Manafort earned as much as $65 million as a consultant for foreign politicians from 2006 to 2015, parking most of the money in overseas accounts to avoid paying U.S. taxes on it. He never registered as a foreign lobbyist even though he represented foreign interests in Washington. And when Manafort’s foreign income began to run dry in 2014, he obtained millions of dollars in loans by misleading banks about his assets and finances while also holding out the prospect of plum jobs in the Trump administration in exchange for favorable treatment from lenders.
Trump never operated as a foreign consultant, and there’s no reason to think he shielded foreign income in offshore accounts the way Manafort did. But other aspects of the Manafort investigation get closer to the type of business Trump did as chairman of the Trump Organization. As a real-estate developer with projects in at least a dozen countries, Trump had business relationships with a variety of Russians — involving millions of dollars’ worth of deals — at a minimum.
And now that Mueller is cracking open private business arrangements that were once hidden from public view, Trump may fear that his own business secrets are vulnerable, too.
Recall that in July 2017, the New York Times asked President Trump: If “Mueller was looking at your finances and your family finances, unrelated to Russia — is that a red line?”
Trump responded: “I would say yeah. I would say yes. By the way, … I sell a lot of condo units, and somebody from Russia buys a condo, who knows? I don’t make money from Russia.”
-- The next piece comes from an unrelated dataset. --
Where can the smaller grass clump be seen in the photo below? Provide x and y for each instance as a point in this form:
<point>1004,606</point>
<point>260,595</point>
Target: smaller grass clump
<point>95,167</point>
For starters, there’s the Florida estate Trump bought out of bankruptcy in 2004 for $41 million and resold four years later to Russian billionaire Dmitry Rybolovlev for $95 million. It’s possible Trump improved the property enough to justify the 132% markup, or sold at the peak of a real-estate bubble to a buyer who overpaid. But it’s also possible there’s more to the story and the Russian oligarch got something else from Trump, in addition to a moldy, oceanfront spread.
For years Trump wanted to build one of his signature, namesake towers in Moscow. By 2014, he was getting close, having made contacts with a variety of Russians who might help gain government approvals and provide financing. The prospect of Trump Tower Moscow died when Russia annexed Crimea and invaded Ukraine. Europe and the United States responded by imposing sanctions in 2014, which made Trump’s project impossible. Still, those Russian contacts may have helped Trump finance other deals and funneled Russian buyers to key Trump properties.
In the Manafort case, prosecutors detailed the way Trump’s former campaign manager used various properties to launder tax-free earnings from accounts in Cyprus, the Grenadines, and other offshore locations. Trump’s business is different from Manafort’s consulting operation, but there’s one commonality: real estate, which is a well-known way to launder ill-gotten money.
There are several known connections between Trump the developer and Russian interests that involved financial transactions. After a spate of business bankruptcies, Trump had trouble getting loans from conventional banks. But a shady Russian-born businessman named Felix Sater has helped Trump get financing for a number of projects.
Then there’s Aras Agalarov, a Moscow construction billionaire close to Russian president Vladimir Putin, who has described himself as a friend and business associate of Trump. And as early as 2008, Trump’s son Donald, Jr. described the Trump Organization’s connection to Russian interests this way: “Russians make up a pretty disproportionate cross-section of a lot of our assets. . . . We see a lot of money pouring in from Russia.”
Digging deeper on Trump
There’s nothing wrong or illegal about doing business with Russians (or with most foreign interests). But there would be a problem if Trump got sweetheart deals on unconventional loans emanating from Russia because Russia’s financial sector is essentially controlled by Putin. And that could help explain Trump’s apparent soft spot for a dictator most national security experts consider a threat to the United States.
Much of the coverage of Mueller’s investigation into Trump’s Russian connections has focused on meetings between Trump officials and Russians during the campaign. But Mueller is almost certainly digging much deeper than that.
“If you want to understand what happened at these meetings, you have to understand these business relationships,” Yahoo News’ Michael Isikoff, author of a new book on the Trump-Russia connection, told Yahoo Finance earlier this year.
The Trump Organization was a privately owned company that didn’t have to report financial information publicly. And Trump, of course, has never released his tax returns. So there’s very little public information available to analyze Trump’s financial connections — or those of his company.
That won’t stop Mueller, who has subpoena power. In the Manafort case, Mueller’s team tracked financial transactions among a web of companies including 17 domestic entities, 13 based in Cyprus, two based in the Grenadines, and one based in the United Kingdom. The indictment alone itemized more than 200 transactions, with dollar amounts, in which Manafort wired money from overseas accounts to American vendors providing Manafort things such as clothing, antique rugs, landscaping services, antiques, and automobiles.
Mueller’s team had some key inside assistance: Rick Gates, Manafort’s former right-hand man, who turned on his former boss and detailed how Manafort committed his crimes in exchange for favorable sentencing for his own crimes. Trump now faces a similar turncoat in Michael Cohen, his former lawyer and fixer, who pleaded guilty to eight criminal charges on the same afternoon that the Manafort jury delivered its guilty verdicts. Six of those charges didn’t involve Trump, but two involved hush-money payments Cohen says were directed by Trump in the late days of the 2016 campaign. Prosecutors could get other information damaging to Trump from Cohen.
It doesn’t have to be collusion to cause Trump enormous problems — and perhaps even threaten his presidency.